Well, time for me to go back on watch. The air is cold, the seas are calm, and the Sun is bright–and it's almost midnight! Looks like it will be a pleasant work day!
More About This Resource...
This online letter is part of a series written by a glacial geologist working in Antarctica. In her "letters home," Stephanie Shipp shares her work and discoveries.

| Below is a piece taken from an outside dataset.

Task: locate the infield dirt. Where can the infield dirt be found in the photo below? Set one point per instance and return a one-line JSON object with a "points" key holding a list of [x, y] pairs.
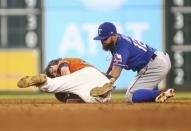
{"points": [[51, 115]]}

Specifically, this letter discusses:
- how the Sun never sets in Antarctica during the summer months, January to March, the time when Shipp does her field research,
- why the Earth's tilted axis and the planet's orbit around the Sun create our seasons, and
- how Antarctica's location creates 24-hour-long periods of light and dark.
Less than 1 period
Supplement a study of Antarctica or astronomy with an activity drawn from this essay about day and night cycles.
- Ask students if they know why the Sun never sets during Antarctica's summer or rises during its winter.
- Send students to this online article, or print copies of the essay for them to read.
- Have them write a one-page reaction to the article, comparing their original answers to what they learned in the essay.